I have an extremely large dataset with date/time columns with various formats. I have a validation function to detect the possible date/time string formats that can handle handle 24 hour time as well as 12 hour. The seperator is always :
. A sample of the is below. However, after profiling my code, it seems this can become a bottleneck and expensive in terms of the execution time.

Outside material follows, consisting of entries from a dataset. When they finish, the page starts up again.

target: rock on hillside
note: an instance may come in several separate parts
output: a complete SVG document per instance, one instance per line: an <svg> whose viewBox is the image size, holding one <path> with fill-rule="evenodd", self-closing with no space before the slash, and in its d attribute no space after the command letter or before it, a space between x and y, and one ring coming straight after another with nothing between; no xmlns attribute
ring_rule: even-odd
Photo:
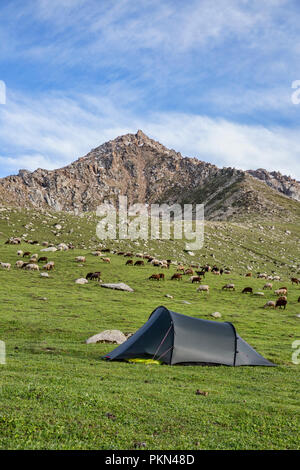
<svg viewBox="0 0 300 470"><path fill-rule="evenodd" d="M296 201L300 201L300 182L291 178L290 176L284 176L278 171L272 171L269 173L267 170L262 168L258 170L248 170L248 173L261 181L264 181L268 186L282 194L285 194Z"/></svg>

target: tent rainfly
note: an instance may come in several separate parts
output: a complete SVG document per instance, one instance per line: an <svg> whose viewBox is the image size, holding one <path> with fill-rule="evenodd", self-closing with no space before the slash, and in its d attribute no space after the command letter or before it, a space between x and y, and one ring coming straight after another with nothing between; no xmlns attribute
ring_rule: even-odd
<svg viewBox="0 0 300 470"><path fill-rule="evenodd" d="M275 366L258 354L229 322L201 320L158 307L108 361L153 359L168 365Z"/></svg>

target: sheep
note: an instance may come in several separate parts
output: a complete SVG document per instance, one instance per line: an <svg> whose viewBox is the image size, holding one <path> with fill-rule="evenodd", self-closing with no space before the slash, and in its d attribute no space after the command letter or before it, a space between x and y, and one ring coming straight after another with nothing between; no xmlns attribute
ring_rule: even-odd
<svg viewBox="0 0 300 470"><path fill-rule="evenodd" d="M37 264L34 264L34 263L28 263L26 266L25 266L25 269L27 271L39 271L40 268Z"/></svg>
<svg viewBox="0 0 300 470"><path fill-rule="evenodd" d="M145 266L145 261L143 260L138 260L134 263L134 266Z"/></svg>
<svg viewBox="0 0 300 470"><path fill-rule="evenodd" d="M128 259L125 263L125 266L133 266L133 260L132 259Z"/></svg>
<svg viewBox="0 0 300 470"><path fill-rule="evenodd" d="M270 289L270 290L272 290L272 288L273 288L273 284L272 284L271 282L267 282L267 283L264 285L264 287L263 287L264 290L265 290L265 289Z"/></svg>
<svg viewBox="0 0 300 470"><path fill-rule="evenodd" d="M19 251L17 252L17 255L18 255L18 256L23 256L23 251L22 251L22 250L19 250Z"/></svg>
<svg viewBox="0 0 300 470"><path fill-rule="evenodd" d="M100 281L100 276L101 276L101 272L100 272L100 271L97 271L97 272L95 272L95 273L88 273L85 278L86 278L87 280L91 280L91 281L92 281L93 279L96 279L96 280L99 280L99 281Z"/></svg>
<svg viewBox="0 0 300 470"><path fill-rule="evenodd" d="M22 268L23 265L24 265L24 261L22 261L21 259L19 259L19 260L16 262L16 264L15 264L15 266L16 266L17 268Z"/></svg>
<svg viewBox="0 0 300 470"><path fill-rule="evenodd" d="M23 258L29 258L29 256L31 256L30 251L25 251L25 253L23 253Z"/></svg>
<svg viewBox="0 0 300 470"><path fill-rule="evenodd" d="M75 261L77 263L85 263L86 262L86 257L85 256L76 256Z"/></svg>
<svg viewBox="0 0 300 470"><path fill-rule="evenodd" d="M206 285L199 286L197 289L197 292L207 292L209 294L209 286L206 286Z"/></svg>
<svg viewBox="0 0 300 470"><path fill-rule="evenodd" d="M160 281L160 279L165 280L165 275L164 275L163 273L152 274L152 275L149 277L149 280L150 280L150 279L156 279L157 281Z"/></svg>
<svg viewBox="0 0 300 470"><path fill-rule="evenodd" d="M280 281L281 280L281 277L280 276L274 276L273 277L273 281Z"/></svg>
<svg viewBox="0 0 300 470"><path fill-rule="evenodd" d="M222 290L235 290L235 285L234 284L225 284L225 286L222 287Z"/></svg>
<svg viewBox="0 0 300 470"><path fill-rule="evenodd" d="M47 263L48 262L48 258L47 256L41 256L39 259L38 259L38 263Z"/></svg>
<svg viewBox="0 0 300 470"><path fill-rule="evenodd" d="M292 277L291 281L292 281L292 284L297 284L298 285L300 283L299 279L297 279L296 277Z"/></svg>
<svg viewBox="0 0 300 470"><path fill-rule="evenodd" d="M0 263L0 265L1 265L1 268L7 269L8 271L9 271L10 268L11 268L11 264L10 264L10 263Z"/></svg>
<svg viewBox="0 0 300 470"><path fill-rule="evenodd" d="M245 287L245 289L242 290L242 294L253 294L252 287Z"/></svg>
<svg viewBox="0 0 300 470"><path fill-rule="evenodd" d="M282 296L282 295L286 295L287 294L287 291L286 289L277 289L275 290L275 295L277 295L278 297Z"/></svg>
<svg viewBox="0 0 300 470"><path fill-rule="evenodd" d="M179 265L179 266L177 267L177 271L184 271L184 266Z"/></svg>
<svg viewBox="0 0 300 470"><path fill-rule="evenodd" d="M110 263L110 258L102 258L103 263Z"/></svg>
<svg viewBox="0 0 300 470"><path fill-rule="evenodd" d="M252 277L252 273L246 273L245 277Z"/></svg>
<svg viewBox="0 0 300 470"><path fill-rule="evenodd" d="M258 278L258 279L267 279L267 274L265 274L265 273L260 273L260 274L258 274L257 278Z"/></svg>
<svg viewBox="0 0 300 470"><path fill-rule="evenodd" d="M192 281L192 284L194 284L194 282L201 282L202 278L200 276L191 276L190 281Z"/></svg>
<svg viewBox="0 0 300 470"><path fill-rule="evenodd" d="M279 299L277 299L276 301L276 304L275 304L275 308L277 307L284 307L284 310L286 309L286 306L287 306L287 300L286 298L283 298L283 297L279 297Z"/></svg>
<svg viewBox="0 0 300 470"><path fill-rule="evenodd" d="M173 276L171 277L171 281L173 281L174 279L177 279L178 281L182 280L182 274L180 273L173 274Z"/></svg>
<svg viewBox="0 0 300 470"><path fill-rule="evenodd" d="M184 274L186 274L186 275L188 275L188 274L193 275L193 274L194 274L194 271L193 271L193 269L186 269L186 270L184 271Z"/></svg>
<svg viewBox="0 0 300 470"><path fill-rule="evenodd" d="M273 300L269 300L265 305L264 308L275 308L276 303Z"/></svg>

My question is if there is a better way to do this without affecting the performance.
import datetime
def validate_time(time_str: str):
for time_format in ["%H:%M", "%H:%M:%S", "%H:%M:%S.%f", "%I:%M %p"]:
try:
return datetime.datetime.strptime(time_str, time_format)
except ValueError:
continue
return None
print(validate_time(time_str="9:21 PM"))
CodePudding user response:
Instead of trying to parse using every format string, you could split by colons to obtain the segments of your string that denote hours, minutes, and everything that remains. Then you can parse the result depending on the number of values the split returns:
def validate_time_new(time_str: str):
time_vals = time_str.split(':')
try:
if len(time_vals) == 1:
# No split, so invalid time
return None
elif len(time_vals) == 2:
if time_vals[-1][::-2].lower() in ["am", "pm"]:
# if last element contains am or pm, try to parse as 12hr time
return datetime.datetime.strptime(time_str, "%I:%M %p")
else:
# try to parse as 24h time
return datetime.datetime.strptime(time_str, "%H:%M")
elif len(time_vals) == 3:
if "." in time_vals[-1]:
# If the last element has a decimal point, try to parse microseconds
return datetime.datetime.strptime(time_str, "%H:%M:%S.%f")
else:
# try to parse without microseconds
return datetime.datetime.strptime(time_str, "%H:%M:%S")
else: return None
except ValueError:
# If any of the attempts to parse throws an error, return None
return None
To test this, let's time both methods for a bunch of test strings:
import timeit
print("old\t\t\tnew\t\t\t\told/new\t\ttest_string")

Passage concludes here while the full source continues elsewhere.